US President Donald Trump has said he would blame Florida Governor Ron DeSantis if he lost the key battleground state in November, threatening to fire him.
“Hey Ron, are we gonna win the state please?” Trump asked DeSantis, a Republican and a staunch ally of the president at a rally in Ocala, Florida on Friday.
“You know if we don’t win it, I’m blaming the governor,” Trump said. “I’ll fire him somehow. I’m going to fire him. I will find a way.”
The remark raised eyebrows given Trump’s history of accusing Democratic governors of attempting to “steal the election.”
For months, Trump has alleged that Democrats are rigging the election by expanding mail-in voting and enforcing stay-at-home orders designed to curb the coronavirus pandemic.
The president made several other shocking statements at his rally in Florida, including encouraging his fans to chant “12 more years” instead of “four more years.”
It was not the first time Trump raised the controversial issue at his campaign rallies. In September, the president said he would negotiate for a third term in office, arguing he was “entitled” to it.
Also in September, Trump went so far as suggesting he might issue an executive order to prevent Democratic nominee Joe Biden from becoming president. “You can’t have this guy as your president,” he said.
Republican officials in Florida are attempting to shut down ballot drop boxes just days before in-person early voting begins, creating new obstacles for absentee voters.
The move is in line with Trump’s efforts to question the validity of absentee ballots and marks another attempt by state Republicans to suppress the vote.

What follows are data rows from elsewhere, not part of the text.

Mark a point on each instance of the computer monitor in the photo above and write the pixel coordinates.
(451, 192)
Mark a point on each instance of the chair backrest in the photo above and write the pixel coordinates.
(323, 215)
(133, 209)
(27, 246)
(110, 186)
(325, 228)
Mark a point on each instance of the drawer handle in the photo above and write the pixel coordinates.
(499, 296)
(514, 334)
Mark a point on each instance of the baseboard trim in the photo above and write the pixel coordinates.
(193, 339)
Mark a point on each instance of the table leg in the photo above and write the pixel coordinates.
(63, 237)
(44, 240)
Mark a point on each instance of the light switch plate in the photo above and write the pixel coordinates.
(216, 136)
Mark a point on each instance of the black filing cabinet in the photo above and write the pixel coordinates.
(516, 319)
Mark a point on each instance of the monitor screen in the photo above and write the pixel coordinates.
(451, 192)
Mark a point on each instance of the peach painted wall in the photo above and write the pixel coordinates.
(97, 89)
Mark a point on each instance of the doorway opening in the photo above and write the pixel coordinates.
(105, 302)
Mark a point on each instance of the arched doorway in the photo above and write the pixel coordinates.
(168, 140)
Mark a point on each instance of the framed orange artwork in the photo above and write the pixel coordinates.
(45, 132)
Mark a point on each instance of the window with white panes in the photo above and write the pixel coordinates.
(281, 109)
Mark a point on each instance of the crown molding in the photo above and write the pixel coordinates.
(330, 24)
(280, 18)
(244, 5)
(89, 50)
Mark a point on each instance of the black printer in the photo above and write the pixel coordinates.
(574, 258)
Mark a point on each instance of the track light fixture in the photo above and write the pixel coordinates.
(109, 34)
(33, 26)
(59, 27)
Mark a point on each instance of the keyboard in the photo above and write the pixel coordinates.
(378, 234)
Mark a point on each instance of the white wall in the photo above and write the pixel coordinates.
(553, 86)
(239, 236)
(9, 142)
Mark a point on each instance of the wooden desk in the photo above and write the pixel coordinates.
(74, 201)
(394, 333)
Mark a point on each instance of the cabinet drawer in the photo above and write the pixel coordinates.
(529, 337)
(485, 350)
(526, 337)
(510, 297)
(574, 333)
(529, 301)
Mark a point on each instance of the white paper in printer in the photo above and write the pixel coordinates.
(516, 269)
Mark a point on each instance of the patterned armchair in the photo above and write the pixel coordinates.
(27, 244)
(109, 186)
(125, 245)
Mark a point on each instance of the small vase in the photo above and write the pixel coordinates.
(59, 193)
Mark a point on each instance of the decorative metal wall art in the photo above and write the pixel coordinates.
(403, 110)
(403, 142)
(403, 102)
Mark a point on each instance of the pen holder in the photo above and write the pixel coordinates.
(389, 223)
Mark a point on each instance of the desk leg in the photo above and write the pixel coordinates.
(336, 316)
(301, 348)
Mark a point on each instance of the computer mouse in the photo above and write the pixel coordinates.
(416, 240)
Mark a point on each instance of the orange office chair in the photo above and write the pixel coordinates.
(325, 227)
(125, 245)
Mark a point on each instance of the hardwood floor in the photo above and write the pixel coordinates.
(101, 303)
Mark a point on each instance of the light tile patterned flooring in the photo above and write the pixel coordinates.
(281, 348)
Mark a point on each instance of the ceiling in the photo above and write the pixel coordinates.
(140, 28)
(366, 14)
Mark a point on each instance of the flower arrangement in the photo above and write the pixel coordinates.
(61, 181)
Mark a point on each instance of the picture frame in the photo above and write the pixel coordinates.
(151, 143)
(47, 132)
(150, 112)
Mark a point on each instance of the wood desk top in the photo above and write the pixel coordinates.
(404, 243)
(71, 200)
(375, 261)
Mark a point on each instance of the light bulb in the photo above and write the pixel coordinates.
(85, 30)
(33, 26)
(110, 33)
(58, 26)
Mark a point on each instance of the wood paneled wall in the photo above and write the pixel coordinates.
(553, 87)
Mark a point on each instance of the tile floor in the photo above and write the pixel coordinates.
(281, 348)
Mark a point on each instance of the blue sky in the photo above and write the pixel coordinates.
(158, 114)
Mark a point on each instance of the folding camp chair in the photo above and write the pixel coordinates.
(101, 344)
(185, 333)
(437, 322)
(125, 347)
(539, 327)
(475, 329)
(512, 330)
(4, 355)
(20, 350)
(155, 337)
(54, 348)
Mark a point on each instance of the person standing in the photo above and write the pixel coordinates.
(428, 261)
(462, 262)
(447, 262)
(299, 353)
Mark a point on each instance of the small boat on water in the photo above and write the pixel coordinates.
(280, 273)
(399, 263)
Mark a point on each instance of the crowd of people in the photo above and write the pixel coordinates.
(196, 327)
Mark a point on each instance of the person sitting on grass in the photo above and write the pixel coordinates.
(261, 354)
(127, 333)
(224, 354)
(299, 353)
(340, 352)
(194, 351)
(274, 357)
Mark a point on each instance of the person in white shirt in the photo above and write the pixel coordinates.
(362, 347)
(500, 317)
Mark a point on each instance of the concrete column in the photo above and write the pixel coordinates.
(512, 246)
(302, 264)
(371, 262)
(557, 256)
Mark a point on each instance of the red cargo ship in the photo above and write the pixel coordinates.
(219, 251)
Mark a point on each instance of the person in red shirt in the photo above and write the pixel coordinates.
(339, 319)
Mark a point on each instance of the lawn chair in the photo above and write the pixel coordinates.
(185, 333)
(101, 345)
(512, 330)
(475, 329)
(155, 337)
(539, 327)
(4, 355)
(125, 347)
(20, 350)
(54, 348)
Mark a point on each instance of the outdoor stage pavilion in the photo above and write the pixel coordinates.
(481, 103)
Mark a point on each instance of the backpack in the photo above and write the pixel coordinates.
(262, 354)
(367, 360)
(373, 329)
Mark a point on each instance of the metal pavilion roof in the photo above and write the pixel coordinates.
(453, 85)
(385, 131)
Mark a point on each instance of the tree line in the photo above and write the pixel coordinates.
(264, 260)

Republicans across key battleground states such as Pennsylvania, Florida and Wisconsin are mobilizing thousands of volunteers to watch early voting sites and ballot drop boxes.
Critics slam the move as a scare tactic designed to find evidence to back up President Trump’s unsubstantiated complaints about widespread voter fraud.

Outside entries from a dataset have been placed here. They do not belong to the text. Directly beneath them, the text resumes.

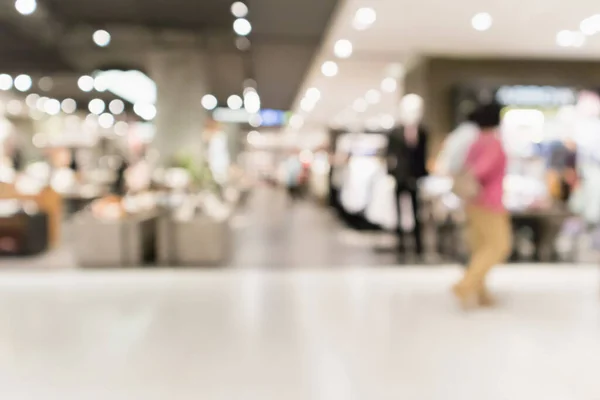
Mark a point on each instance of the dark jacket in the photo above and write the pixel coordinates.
(407, 163)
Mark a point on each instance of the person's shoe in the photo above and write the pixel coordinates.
(467, 298)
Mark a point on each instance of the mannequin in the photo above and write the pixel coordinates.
(407, 159)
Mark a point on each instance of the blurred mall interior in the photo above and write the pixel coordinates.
(200, 199)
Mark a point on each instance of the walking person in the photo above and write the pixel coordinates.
(488, 223)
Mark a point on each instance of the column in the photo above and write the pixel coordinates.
(181, 81)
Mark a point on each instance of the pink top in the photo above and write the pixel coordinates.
(486, 160)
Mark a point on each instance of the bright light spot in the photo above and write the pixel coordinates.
(360, 105)
(106, 121)
(296, 121)
(242, 27)
(146, 111)
(482, 22)
(307, 104)
(235, 102)
(26, 7)
(209, 102)
(116, 106)
(86, 83)
(568, 38)
(31, 100)
(52, 107)
(313, 94)
(5, 82)
(69, 106)
(14, 107)
(23, 83)
(121, 128)
(255, 120)
(389, 85)
(101, 38)
(343, 48)
(46, 84)
(364, 18)
(96, 106)
(387, 121)
(251, 101)
(239, 9)
(329, 68)
(373, 96)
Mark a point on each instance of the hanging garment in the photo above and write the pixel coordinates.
(382, 208)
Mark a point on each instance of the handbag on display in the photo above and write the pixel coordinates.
(465, 186)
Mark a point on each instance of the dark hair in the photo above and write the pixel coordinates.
(487, 116)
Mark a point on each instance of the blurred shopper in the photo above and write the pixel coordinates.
(488, 223)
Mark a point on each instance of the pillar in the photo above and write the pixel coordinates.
(181, 81)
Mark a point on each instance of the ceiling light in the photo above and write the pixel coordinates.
(242, 27)
(389, 85)
(106, 120)
(23, 83)
(209, 102)
(313, 93)
(69, 106)
(239, 9)
(482, 22)
(52, 107)
(373, 96)
(343, 48)
(329, 68)
(26, 7)
(116, 106)
(307, 104)
(101, 38)
(235, 102)
(387, 121)
(46, 84)
(5, 82)
(14, 107)
(86, 83)
(145, 110)
(364, 18)
(360, 105)
(96, 106)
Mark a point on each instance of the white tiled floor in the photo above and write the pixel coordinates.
(344, 334)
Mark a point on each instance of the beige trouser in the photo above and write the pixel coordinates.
(489, 235)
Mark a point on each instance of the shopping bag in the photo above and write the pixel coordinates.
(382, 210)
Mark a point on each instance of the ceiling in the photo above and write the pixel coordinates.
(403, 33)
(57, 41)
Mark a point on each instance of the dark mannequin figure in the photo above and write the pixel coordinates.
(407, 158)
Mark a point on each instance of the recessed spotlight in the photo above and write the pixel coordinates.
(23, 83)
(242, 26)
(482, 21)
(69, 106)
(209, 102)
(26, 7)
(235, 102)
(86, 83)
(373, 96)
(360, 105)
(343, 48)
(5, 82)
(116, 106)
(364, 18)
(239, 9)
(389, 85)
(329, 68)
(96, 106)
(313, 94)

Trump told his supporters Friday, “We’re going to win the state of Florida. We’re going to win the White House.”
The president predicted a “red wave” of Republican voting in the state, “the likes of which they’ve never seen before.”
Florida is notorious for producing close results in past presidential elections.
An average of recent polling shows Biden leading Trump by 3.9 percent in the battleground state as of Friday.
Trump won the state over former Secretary of State Hillary Clinton by just over 1 percent in 2016.